Эти три статьи, первая — «Молодёжь и полоса «малых дел"», вторая, ниже, — «Национальный вопрос и воспитание партийной молодежи», и заключительная — «Воспитание молодежи и национальный вопрос» вошли в сборник, «Поколение Октября», опубликованный в 1924 г. издательством Комсомола, Молодая Гвардия. — /И-R/.

II Национальный вопрос и воспитание партийной молодежи.

«Правда» № 61, 20 марта 1923 г.

Еще Гете сказал, что старые истины приходится снова и снова завоевывать. Это относится к отдельным людям, к партиям, к целым классам. Партии нашей надо снова завоевать для себя, т.-е. заново продумать и сознательно проверить на опыте свою национальную программу.

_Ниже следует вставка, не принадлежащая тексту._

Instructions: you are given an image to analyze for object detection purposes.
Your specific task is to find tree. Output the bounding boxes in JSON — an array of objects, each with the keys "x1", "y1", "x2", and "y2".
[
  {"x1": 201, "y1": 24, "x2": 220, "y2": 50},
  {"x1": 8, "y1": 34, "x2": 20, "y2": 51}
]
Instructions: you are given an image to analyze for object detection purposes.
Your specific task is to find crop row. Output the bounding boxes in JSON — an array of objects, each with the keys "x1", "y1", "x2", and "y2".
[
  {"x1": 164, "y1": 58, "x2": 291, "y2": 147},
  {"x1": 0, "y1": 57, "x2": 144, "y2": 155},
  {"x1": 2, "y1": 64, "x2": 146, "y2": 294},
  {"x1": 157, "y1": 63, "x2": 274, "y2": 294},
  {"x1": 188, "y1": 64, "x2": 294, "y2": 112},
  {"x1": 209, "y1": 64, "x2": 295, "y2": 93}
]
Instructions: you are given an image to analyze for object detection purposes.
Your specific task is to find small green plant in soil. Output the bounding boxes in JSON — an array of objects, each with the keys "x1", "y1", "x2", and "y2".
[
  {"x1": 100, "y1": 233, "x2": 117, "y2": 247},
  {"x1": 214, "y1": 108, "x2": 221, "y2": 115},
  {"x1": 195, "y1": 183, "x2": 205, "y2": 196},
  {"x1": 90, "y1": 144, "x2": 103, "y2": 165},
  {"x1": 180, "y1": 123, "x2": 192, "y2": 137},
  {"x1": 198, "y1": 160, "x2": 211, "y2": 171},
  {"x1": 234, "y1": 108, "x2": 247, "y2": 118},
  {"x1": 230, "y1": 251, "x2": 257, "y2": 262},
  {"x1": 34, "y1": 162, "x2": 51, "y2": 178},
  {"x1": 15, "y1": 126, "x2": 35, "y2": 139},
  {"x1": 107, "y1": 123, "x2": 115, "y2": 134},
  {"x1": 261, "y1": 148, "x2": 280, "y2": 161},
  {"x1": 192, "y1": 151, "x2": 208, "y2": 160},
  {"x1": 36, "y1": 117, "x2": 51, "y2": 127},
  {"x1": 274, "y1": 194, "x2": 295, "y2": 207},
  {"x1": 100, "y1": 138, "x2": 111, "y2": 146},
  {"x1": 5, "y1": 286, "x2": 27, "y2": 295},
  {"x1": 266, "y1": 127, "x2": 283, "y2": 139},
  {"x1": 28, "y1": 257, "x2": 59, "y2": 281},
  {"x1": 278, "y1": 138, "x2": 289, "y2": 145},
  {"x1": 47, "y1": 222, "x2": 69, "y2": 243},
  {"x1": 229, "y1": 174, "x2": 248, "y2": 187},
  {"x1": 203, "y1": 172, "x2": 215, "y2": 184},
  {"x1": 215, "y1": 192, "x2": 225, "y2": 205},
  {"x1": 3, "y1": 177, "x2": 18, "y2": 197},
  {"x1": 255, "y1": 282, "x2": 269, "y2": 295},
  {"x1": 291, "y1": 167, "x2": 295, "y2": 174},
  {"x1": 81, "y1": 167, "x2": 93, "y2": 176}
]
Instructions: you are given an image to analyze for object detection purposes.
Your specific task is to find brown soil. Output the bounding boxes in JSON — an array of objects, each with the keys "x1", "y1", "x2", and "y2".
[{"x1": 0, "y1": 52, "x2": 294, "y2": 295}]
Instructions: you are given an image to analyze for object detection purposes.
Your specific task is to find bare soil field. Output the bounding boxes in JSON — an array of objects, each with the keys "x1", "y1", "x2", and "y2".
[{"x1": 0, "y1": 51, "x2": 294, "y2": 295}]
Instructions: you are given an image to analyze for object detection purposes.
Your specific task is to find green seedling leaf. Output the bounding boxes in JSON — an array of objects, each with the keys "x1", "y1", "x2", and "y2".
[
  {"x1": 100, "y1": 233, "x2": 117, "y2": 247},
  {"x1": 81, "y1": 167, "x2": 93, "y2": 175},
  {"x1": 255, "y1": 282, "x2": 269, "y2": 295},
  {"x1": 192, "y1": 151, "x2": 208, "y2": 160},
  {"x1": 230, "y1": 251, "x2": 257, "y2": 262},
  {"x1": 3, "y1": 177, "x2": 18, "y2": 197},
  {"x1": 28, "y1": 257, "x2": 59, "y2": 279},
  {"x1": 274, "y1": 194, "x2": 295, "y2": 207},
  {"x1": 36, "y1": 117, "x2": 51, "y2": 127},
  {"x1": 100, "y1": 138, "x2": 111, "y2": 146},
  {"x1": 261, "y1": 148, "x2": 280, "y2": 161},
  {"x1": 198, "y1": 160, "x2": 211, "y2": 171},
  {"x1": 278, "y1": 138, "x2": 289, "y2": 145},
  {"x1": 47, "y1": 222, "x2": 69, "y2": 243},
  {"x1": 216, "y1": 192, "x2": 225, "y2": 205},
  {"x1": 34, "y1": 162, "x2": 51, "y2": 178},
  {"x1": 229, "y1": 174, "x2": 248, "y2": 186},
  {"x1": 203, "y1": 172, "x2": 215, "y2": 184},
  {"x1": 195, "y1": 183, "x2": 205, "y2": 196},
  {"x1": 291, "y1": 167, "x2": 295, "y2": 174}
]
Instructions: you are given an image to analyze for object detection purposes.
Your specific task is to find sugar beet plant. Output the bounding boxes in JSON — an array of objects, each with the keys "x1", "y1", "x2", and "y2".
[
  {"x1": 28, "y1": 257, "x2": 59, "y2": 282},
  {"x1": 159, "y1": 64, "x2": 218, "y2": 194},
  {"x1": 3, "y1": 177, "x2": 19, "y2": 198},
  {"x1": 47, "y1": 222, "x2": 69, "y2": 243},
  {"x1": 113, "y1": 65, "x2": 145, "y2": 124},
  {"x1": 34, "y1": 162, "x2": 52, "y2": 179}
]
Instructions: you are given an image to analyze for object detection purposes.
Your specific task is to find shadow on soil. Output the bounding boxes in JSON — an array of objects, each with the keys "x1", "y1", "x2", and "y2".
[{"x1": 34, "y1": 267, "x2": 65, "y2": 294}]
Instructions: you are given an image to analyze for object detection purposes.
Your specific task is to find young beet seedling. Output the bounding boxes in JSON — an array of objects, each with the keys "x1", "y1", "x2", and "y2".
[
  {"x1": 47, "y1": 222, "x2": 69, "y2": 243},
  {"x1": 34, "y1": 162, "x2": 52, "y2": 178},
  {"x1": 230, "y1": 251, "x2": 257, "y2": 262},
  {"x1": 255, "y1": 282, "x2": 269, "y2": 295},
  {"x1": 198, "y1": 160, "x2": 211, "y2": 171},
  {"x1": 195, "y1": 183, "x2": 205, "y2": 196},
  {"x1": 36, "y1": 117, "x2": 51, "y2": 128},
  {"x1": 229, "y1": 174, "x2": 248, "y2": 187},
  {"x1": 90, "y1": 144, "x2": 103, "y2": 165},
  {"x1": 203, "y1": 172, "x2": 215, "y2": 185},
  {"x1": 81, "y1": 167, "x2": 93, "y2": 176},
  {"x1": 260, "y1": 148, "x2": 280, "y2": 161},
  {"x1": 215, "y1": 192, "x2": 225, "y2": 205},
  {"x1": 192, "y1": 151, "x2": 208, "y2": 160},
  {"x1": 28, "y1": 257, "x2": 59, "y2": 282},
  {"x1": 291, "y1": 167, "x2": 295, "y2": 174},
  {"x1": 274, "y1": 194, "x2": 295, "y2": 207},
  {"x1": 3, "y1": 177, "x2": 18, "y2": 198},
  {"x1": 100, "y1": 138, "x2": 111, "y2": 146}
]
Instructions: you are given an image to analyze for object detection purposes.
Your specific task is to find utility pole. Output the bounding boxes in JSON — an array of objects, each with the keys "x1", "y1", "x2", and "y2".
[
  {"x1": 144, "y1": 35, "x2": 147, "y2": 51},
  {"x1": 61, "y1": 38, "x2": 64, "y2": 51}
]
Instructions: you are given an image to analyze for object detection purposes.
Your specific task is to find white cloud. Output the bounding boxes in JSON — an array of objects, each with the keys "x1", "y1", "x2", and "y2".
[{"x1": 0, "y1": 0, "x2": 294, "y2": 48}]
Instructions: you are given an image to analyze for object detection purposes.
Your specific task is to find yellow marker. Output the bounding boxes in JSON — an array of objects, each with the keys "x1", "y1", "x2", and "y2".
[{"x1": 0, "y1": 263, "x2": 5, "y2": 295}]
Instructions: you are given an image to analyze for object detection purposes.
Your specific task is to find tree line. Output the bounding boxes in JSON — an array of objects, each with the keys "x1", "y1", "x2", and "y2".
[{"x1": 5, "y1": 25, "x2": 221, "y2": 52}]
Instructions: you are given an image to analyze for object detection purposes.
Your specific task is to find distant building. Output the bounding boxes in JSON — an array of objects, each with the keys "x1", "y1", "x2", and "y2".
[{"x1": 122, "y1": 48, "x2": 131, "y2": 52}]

И внутренняя и международная политика нашей партии определяется двумя основными линиями: революционно-классовым движением западного пролетариата и национально-революционным движением Востока. Мы уже говорили, как важно для нас связать крепкими живыми узами воспитание нашей молодежи, да и всей партии (воспитание партии, как и отдельного человека, никогда не заканчивается: век живи, век учись) с фактическим ходом пролетарского движения во всем мире. Здесь мы должны сказать, что не меньшее политическое движение для ориентировки и самовоспитания партии имеет ясное понимание ею национального вопроса. Мы говорим: не меньшее, рискуя вызвать недоумение: ведь, на Западе дело идет о борьбе пролетариата за власть, а на Востоке — «всего-навсего» об освобождении крестьянских, преимущественно, наций от чужеземного ига. Разумеется, отвлеченно рассуждая, эти два движения относятся к разным эпохам общественного развития, но исторически-то они связаны воедино, направляясь с двух сторон против одного и того же могущественного врага: империализма. И если бы мы не поняли колоссального значения национально-революционного фактора, его неизмеримой взрывчатой силы, мы рисковали бы безнадежно скомпрометировать революционное движение Запада — и себя вместе с ним — на многие годы, если не навсегда*.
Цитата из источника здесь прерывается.